= Newington Workhouse =

Workhouse in Walworth, London, England

Newington Workhouse was an institution for indoor relief of the poor at 182 Westmoreland Road, (now Beaconsfield Road), Walworth, London, in what is now the London Borough of Southwark. It became the Newington Lodge Public Assistance Institution in 1930, and was converted into social housing in 1948. The building was demolished in 1969.

==History==
The workhouse was built in 1850 in the hamlet of Walworth to replace an older workhouse belonging to the parish of St Mary Newington first opened in 1734. The 1850 building was originally intended to be an industrial school. The site was taken over in 1868 by the St Saviour Poor Law Union and became an infirmary.

The Local Government Act 1929 abolished the workhouse system, and in 1930 Newington Workhouse became the Newington Lodge Public Assistance Institution, until the Poor Laws were repealed in 1948. It then continued to be used as social housing by London County Council Welfare Department.
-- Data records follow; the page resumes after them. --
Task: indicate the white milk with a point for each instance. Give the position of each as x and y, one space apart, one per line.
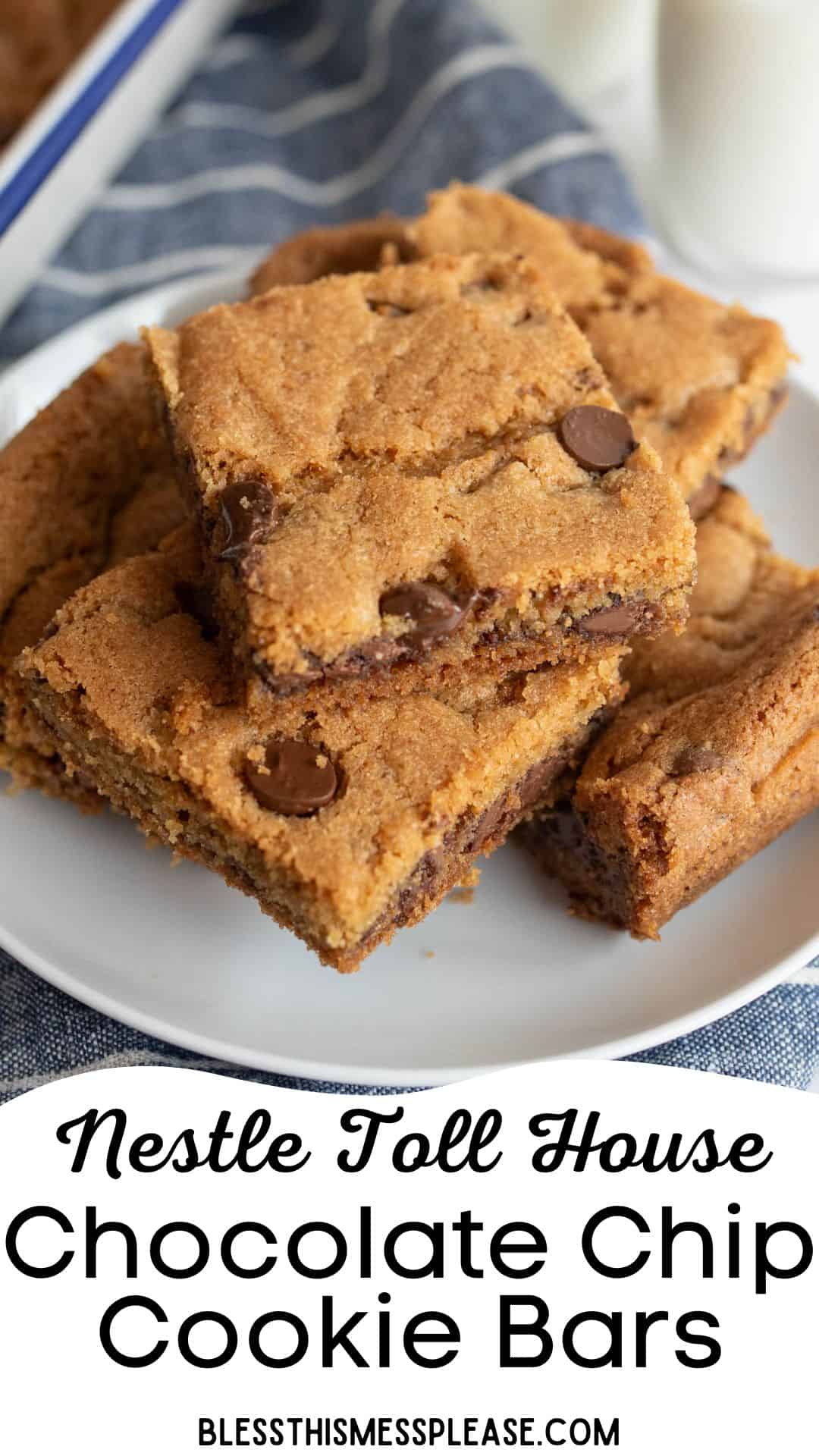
738 92
583 46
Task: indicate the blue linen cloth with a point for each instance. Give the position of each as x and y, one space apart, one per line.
314 112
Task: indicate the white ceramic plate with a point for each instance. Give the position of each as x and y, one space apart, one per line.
512 977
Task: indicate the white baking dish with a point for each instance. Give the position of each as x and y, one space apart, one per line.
91 123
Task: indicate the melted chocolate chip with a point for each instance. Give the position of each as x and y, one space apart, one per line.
598 438
248 516
297 778
535 783
610 620
695 759
431 613
197 601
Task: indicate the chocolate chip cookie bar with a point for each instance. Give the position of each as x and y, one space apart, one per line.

In 1961 it held "266 women and children from 72 fragmented families". The building was demolished in 1969 and replaced by the Aylesbury Estate.

The records of the institution are now held in the London Metropolitan Archives.

==Cultural significance==
The comic actor Charlie Chaplin spent a short time in Newington Workhouse in 1896.

The 1966 television play Cathy Come Home depicted the living conditions in Newington Lodge.